It was October 1863. The Battle of Gettysburg was fresh in the minds of everyone. President Lincoln had not yet dedicated the cemetery for those who had fallen in battle. This was the time a group of men from Cape May County gathered to organize a new Episcopal parish. It was the first in the south east quarter of the state. Railroads had arrived and with them came summer visitors who wanted a place to worship. No doubt in the decades before folk had brought their prayer books for private devotion; but now there would be an organized congregation. The name they chose was St. John.
In 1865 a cornerstone was laid even before there were plans. There was some debate. The story in the parish is the Lincoln’s Secretary of State William Seward (of Alaska fame) wanted a big stone building. He had been recuperating in Cape May after being injured the night of Lincoln’s assassination. When he heard the price of a stone building he and everyone else agreed on a “carpenter gothic” high Victorian church. The work began in 1866 and the church was dedicated in 1870.
Services were in the summer with visiting clergy and even visiting choir members who came in on the train from Philadelphia. The center of focus for most parish meetings was Philadelphia as well. The original organizers had resigned in favor of a group of Philadelphians. There were arguments of course. Typical of the time there were tensions over how “high” the liturgy should be. The oldest furnishings of the church suggest that the more formal liturgical party prevailed at least some of the time. There were other tensions. There was a growing group of Episcopalians who were year round residents. The tensions probably involved class and money as well.
Matters came to a head in 1899 when the year round folk organized another parish on the last Sunday of Advent. The name chosen was Church of the Advent. Now there were two Episcopal Churches. Actually, on what would be Cape Island there were three. St. Peter’s by the Sea had been organized as a summer chapel in Cape May Point, originally a Christian retreat, in the 1870s. Advent began to worship in what had been a Presbyterian building and which is now Cape May Stage. The building was purchased by Annie Knight, owner of Congress Hall, and deeded to the new congregation.

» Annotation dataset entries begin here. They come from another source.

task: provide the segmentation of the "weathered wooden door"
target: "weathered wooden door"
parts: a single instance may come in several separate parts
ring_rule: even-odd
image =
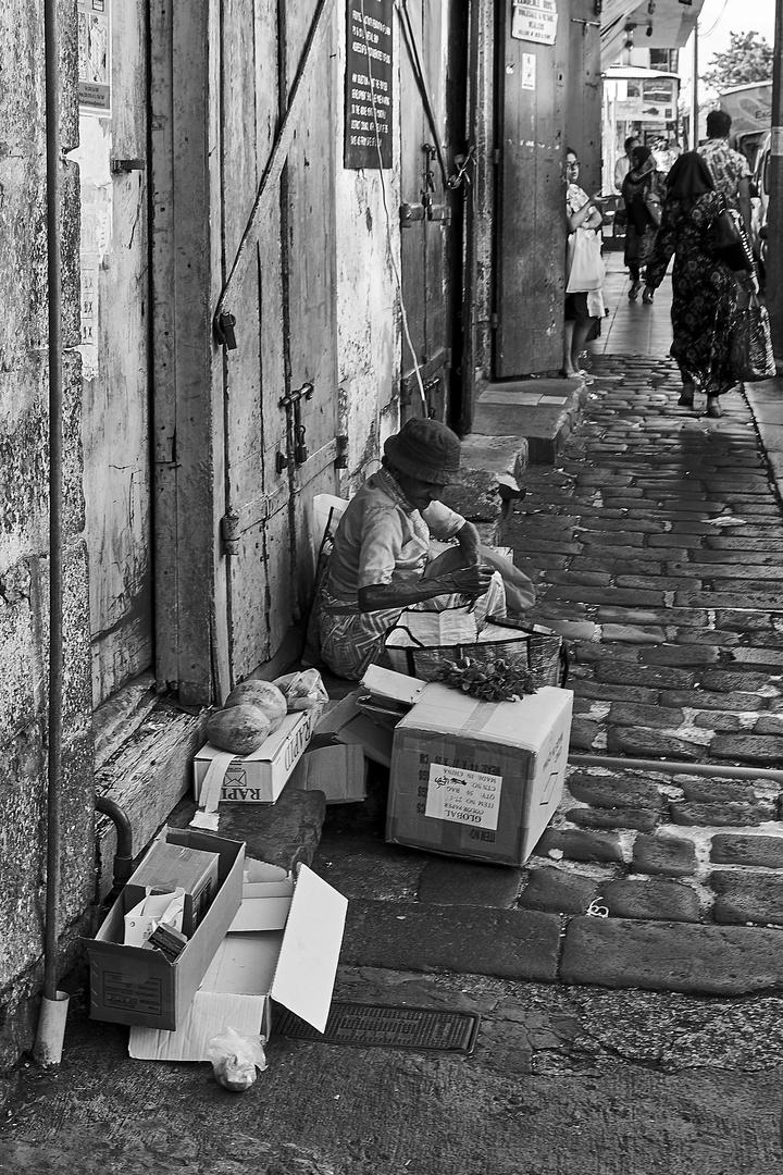
[[[335,25],[333,0],[223,6],[224,273],[295,92],[301,103],[282,173],[264,188],[263,231],[231,298],[237,347],[225,351],[223,528],[230,683],[298,652],[313,580],[311,503],[337,484]]]
[[[512,36],[514,6],[502,0],[500,7],[493,374],[508,378],[562,362],[569,6],[558,4],[554,45]]]
[[[464,125],[466,38],[452,36],[454,25],[461,28],[466,19],[464,8],[454,0],[406,0],[398,7],[400,256],[410,334],[409,343],[403,330],[403,418],[453,422],[460,411],[452,370],[455,342],[459,345],[454,331],[463,197],[448,187],[447,176],[455,174],[454,154],[464,146],[455,136]]]
[[[110,56],[93,61],[106,108],[82,113],[75,153],[95,705],[153,658],[146,13],[142,0],[112,6]]]

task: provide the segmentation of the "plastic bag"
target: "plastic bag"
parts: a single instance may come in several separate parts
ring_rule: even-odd
[[[306,669],[301,673],[288,673],[275,682],[288,704],[289,713],[296,710],[312,710],[329,701],[326,686],[317,669]]]
[[[256,1069],[266,1068],[263,1036],[244,1036],[236,1028],[225,1028],[207,1043],[207,1060],[218,1086],[232,1093],[243,1093],[256,1080]]]

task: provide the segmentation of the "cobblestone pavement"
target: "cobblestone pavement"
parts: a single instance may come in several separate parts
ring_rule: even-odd
[[[572,754],[682,771],[572,766],[522,870],[378,840],[367,875],[367,845],[352,854],[350,825],[340,839],[328,822],[320,864],[351,899],[343,961],[777,988],[783,522],[767,458],[740,391],[715,421],[676,405],[670,360],[598,355],[593,371],[581,423],[555,468],[528,469],[504,540],[536,582],[535,618],[565,622]],[[761,770],[720,774],[733,766]]]

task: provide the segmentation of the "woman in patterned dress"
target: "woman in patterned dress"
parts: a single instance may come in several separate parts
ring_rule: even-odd
[[[664,195],[666,179],[656,169],[653,152],[649,147],[634,147],[630,169],[622,181],[622,199],[628,216],[625,262],[630,273],[628,297],[632,302],[639,297],[642,288],[641,269],[653,255]],[[643,301],[653,301],[647,290]]]
[[[670,355],[682,376],[679,404],[693,408],[707,396],[707,415],[722,416],[720,396],[736,384],[731,374],[731,333],[742,287],[752,274],[735,275],[714,251],[720,196],[704,160],[687,152],[668,176],[663,219],[647,266],[646,293],[657,289],[674,254]]]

During the years that followed St. John and Advent continued on their way. Advent eventually achieved parish status under the leadership of the Rev. Dr. Paul Sturtevant Howe who served as rector from the teens into the early thirties. He was the first of what have been 14 rectors and a number of shorter term priests-in-charge. St. John continued to be served by visiting clergy during the summer. In 1935 an announcement recorded that clergy would come from as far as Pittsburgh and Richmond, Virginia. The announcement also noted that seats were “free.”
In the early 1930s it became clear that St. John could no longer be maintained as a separate congregation. It was in the depth of the Great Depression. After some debate the congregations were effectively merged in 1936 by having Advent acquire the assets of St. John. The combined parish came to be known as the Episcopal Church of the Advent/ St. John’s Chapel.
Both buildings were used but by the early 1950’s it was clear that Advent’s needed more work than could be paid for by the small congregation. As a result the members took up year round residence in the original St. John’s building and in 1953 engaged in extensive renovations.
The congregation changes during the year. The combination of year round and part time residents remains. There are those who are here year round, those who head to Florida for the winter, those who arrive in the summer and those who leave in the summer for St. Peter’s at Cape May Point. It is really a group of different congregations that come together as one. Strangely some of the biggest Sunday’s for attendance after Easter can be in August.
In the years that followed the move to old St. John’s the parish flourished as an institution in this small seashore town of Cape May. It gained a reputation for outreach funded by gifts and bequest from its members (especially the beloved Sid Hicks, a retired corrections officer known to everyone in the community). It also acquired a reputation for music. The acoustics of the church are really quite extraordinary, as is the pipe organ built in the first years of this century. The instrument is counted as one of the best in state. The organ attracts artists from far and wide for concerts. The space has for years attracted chamber groups and vocal ensembles. The church has served as the site for the Youth Choir Week of the Diocese since 1988.
From 2008 to 2017 the parish undertook and funded renovations which included new HVAC systems, energy efficiency, dedicated Sunday school space and making both the church and the adjoining parish hall accessible.
It is an extraordinary place with an extraordinary history. It has welcomed the diversity of our community from the first. Those who come are from all walks of life, farmers, teachers, retired military, bankers. Their faith backgrounds vary widely. Look at the congregation on Sunday morning. If you look closely you will see worship styles that mark just how diverse we are. Welcome at Advent is not just an open hand. It is a statement of who are and mean to be.